Binary Search Trees: Find the Inorder predecessor and successor for a given key in BST

You are given BST root and a key, find the inorder predecessor and successor for that key.

If the key is not found, then you need to return the 2 values in which the key lies.

If the root is NULL then return.

If the key is found then if the left subtree is not NULL, then the predecessor will be the right most child of the left subtree or the left child itself.

If the key is found then if the right subtree is not NULL, then the successor will be the left most child of the right subtree or the right child itself.

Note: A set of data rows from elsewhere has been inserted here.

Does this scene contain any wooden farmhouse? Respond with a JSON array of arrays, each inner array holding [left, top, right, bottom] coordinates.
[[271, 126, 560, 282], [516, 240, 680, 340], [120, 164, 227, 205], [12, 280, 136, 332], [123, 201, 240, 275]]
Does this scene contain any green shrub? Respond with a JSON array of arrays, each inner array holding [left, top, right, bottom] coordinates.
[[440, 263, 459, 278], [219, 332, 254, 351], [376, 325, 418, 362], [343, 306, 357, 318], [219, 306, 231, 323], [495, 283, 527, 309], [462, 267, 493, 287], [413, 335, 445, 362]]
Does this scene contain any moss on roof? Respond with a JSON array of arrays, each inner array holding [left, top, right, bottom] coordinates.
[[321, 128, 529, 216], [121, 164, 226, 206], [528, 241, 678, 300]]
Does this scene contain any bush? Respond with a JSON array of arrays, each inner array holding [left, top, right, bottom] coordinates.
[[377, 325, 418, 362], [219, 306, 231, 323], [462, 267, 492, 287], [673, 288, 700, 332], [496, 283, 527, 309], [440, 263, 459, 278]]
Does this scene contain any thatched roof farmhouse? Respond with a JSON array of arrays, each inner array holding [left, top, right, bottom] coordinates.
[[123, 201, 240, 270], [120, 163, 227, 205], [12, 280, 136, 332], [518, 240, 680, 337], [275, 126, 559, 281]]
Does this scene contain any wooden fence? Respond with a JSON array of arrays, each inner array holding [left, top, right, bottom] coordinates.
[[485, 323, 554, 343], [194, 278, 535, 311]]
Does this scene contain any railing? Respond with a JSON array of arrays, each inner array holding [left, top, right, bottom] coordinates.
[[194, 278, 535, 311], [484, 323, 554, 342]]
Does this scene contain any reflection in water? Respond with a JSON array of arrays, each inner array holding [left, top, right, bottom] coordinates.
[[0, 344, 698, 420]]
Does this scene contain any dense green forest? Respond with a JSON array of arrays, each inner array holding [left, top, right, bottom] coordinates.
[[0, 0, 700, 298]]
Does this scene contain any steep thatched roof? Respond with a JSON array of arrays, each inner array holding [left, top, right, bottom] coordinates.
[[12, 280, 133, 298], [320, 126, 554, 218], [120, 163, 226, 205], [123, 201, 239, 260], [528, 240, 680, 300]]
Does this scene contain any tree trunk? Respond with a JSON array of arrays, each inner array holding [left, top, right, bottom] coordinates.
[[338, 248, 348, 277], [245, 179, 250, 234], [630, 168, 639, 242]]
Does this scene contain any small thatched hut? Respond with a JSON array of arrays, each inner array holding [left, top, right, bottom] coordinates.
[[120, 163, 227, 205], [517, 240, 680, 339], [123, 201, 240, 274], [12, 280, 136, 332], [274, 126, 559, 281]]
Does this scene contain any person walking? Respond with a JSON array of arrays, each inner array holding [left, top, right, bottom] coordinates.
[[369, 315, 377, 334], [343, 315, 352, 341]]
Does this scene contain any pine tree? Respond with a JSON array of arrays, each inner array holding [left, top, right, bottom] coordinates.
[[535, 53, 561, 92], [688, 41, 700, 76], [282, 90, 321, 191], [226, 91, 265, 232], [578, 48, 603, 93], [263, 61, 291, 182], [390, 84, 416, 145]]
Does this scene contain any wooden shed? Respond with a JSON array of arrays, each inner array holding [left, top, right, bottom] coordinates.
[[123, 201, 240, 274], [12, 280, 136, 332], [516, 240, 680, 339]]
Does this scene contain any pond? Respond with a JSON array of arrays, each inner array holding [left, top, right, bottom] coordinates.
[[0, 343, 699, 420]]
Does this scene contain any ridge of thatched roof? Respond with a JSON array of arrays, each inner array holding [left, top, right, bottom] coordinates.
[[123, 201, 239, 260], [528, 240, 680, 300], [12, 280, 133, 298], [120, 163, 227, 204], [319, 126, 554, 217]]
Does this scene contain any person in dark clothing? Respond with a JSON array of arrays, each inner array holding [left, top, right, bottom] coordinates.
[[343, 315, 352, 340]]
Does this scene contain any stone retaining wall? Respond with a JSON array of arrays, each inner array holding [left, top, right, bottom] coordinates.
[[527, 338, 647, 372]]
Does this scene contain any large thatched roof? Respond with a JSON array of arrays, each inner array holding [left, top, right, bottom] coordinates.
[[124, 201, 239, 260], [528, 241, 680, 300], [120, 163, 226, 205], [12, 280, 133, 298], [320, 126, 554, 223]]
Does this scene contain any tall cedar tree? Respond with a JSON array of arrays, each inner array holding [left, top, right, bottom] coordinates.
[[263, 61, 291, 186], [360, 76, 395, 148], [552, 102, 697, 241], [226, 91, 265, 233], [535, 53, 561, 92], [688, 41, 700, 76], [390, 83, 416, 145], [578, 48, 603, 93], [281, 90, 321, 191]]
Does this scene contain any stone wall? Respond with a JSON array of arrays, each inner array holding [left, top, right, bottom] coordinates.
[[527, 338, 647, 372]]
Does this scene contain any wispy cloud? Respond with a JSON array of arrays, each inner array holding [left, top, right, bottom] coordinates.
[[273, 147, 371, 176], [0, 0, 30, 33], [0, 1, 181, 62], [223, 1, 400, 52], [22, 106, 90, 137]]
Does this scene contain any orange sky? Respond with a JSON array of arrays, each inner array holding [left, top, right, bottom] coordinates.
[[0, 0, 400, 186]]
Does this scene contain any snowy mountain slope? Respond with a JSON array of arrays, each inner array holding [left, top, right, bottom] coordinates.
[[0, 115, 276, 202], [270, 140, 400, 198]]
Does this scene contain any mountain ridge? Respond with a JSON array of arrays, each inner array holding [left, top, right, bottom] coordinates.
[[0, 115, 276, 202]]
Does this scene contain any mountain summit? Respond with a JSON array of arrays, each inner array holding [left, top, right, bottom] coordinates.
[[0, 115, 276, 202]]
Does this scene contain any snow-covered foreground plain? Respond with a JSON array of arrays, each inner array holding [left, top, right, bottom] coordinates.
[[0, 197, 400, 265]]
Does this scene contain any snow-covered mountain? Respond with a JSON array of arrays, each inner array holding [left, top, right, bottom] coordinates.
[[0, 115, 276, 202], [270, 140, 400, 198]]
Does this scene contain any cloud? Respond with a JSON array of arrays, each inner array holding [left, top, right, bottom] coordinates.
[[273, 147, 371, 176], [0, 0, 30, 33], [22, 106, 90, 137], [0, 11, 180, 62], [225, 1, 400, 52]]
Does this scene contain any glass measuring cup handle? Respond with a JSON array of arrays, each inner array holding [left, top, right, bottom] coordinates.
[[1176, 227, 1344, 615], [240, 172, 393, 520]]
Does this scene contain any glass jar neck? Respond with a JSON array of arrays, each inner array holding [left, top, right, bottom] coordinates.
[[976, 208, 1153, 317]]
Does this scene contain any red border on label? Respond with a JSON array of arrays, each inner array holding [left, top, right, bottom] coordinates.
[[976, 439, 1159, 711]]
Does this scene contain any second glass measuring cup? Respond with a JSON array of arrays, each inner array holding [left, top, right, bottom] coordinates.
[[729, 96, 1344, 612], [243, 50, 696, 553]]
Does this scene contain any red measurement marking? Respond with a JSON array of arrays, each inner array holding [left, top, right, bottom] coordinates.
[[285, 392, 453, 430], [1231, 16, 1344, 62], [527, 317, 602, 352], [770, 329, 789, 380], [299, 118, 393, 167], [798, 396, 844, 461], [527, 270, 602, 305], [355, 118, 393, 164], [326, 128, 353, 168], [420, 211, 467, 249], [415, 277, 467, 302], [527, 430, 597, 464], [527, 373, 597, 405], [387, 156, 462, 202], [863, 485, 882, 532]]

If the key is smaller then root node, then,

set the successor as root search recursively into left subtree.

  else

set the predecessor as root search recursively into right subtree.

#include<iostream>
#include<vector>
#include<string>

using namespace std;

struct Node
{
    int data;
    struct Node *left, *right;
};
 

void get_pre_succ(Node* root, Node*& pre, Node*& suc, int key)
{
    if (root == NULL)  return ;
 
    if (root->data == key)
    {
        if (root->left != NULL)
        {
            Node* tmp = root->left;
            while (tmp->right)
                tmp = tmp->right;
            pre = tmp ;
        }
 
        if (root->right != NULL)
        {
            Node* tmp = root->right ;
            while (tmp->left)
                tmp = tmp->left ;
            suc = tmp ;
        }
        return ;
    }
 
    if (root->data > key)
    {
        suc = root ;
        get_pre_succ(root->left, pre, suc, key) ;
    }
    else
    {
        pre = root ;
        get_pre_succ(root->right, pre, suc, key) ;
    }
}
 
Node *get_new_node(int item)
{
    Node *temp =  new Node;
    temp->data = item;
    temp->left = temp->right = NULL;
    return temp;
}
 
Node* insert_into_bst(Node* node, int key)
{
    if (node == NULL) return get_new_node(key);
    if (key < node->data)
        node->left  = insert_into_bst(node->left, key);
    else
        node->right = insert_into_bst(node->right, key);
    return node;
}
 
int main()
{
    int key = 6; 
 
   /* 
              5
           /     \
          3       7
         /  \    /  \
         2   4   6   8  */
    Node *root = NULL;
    root = insert_into_bst(root, 5);
    insert_into_bst(root, 3);
    insert_into_bst(root, 2);
    insert_into_bst(root, 4);
    insert_into_bst(root, 7);
    insert_into_bst(root, 6);
    insert_into_bst(root, 8);
 
 
    Node *pre = NULL, *suc = NULL;
 
    get_pre_succ(root, pre, suc, key);
    if (pre != NULL)
      cout << "Predecessor is " << pre->data << endl;
    else
      cout << "No Predecessor";
 
    if (suc != NULL)
      cout << "Successor is " << suc->data;
    else
      cout << "No Successor";
    return 0;
}

Output:

Predecessor is 5
Successor is 7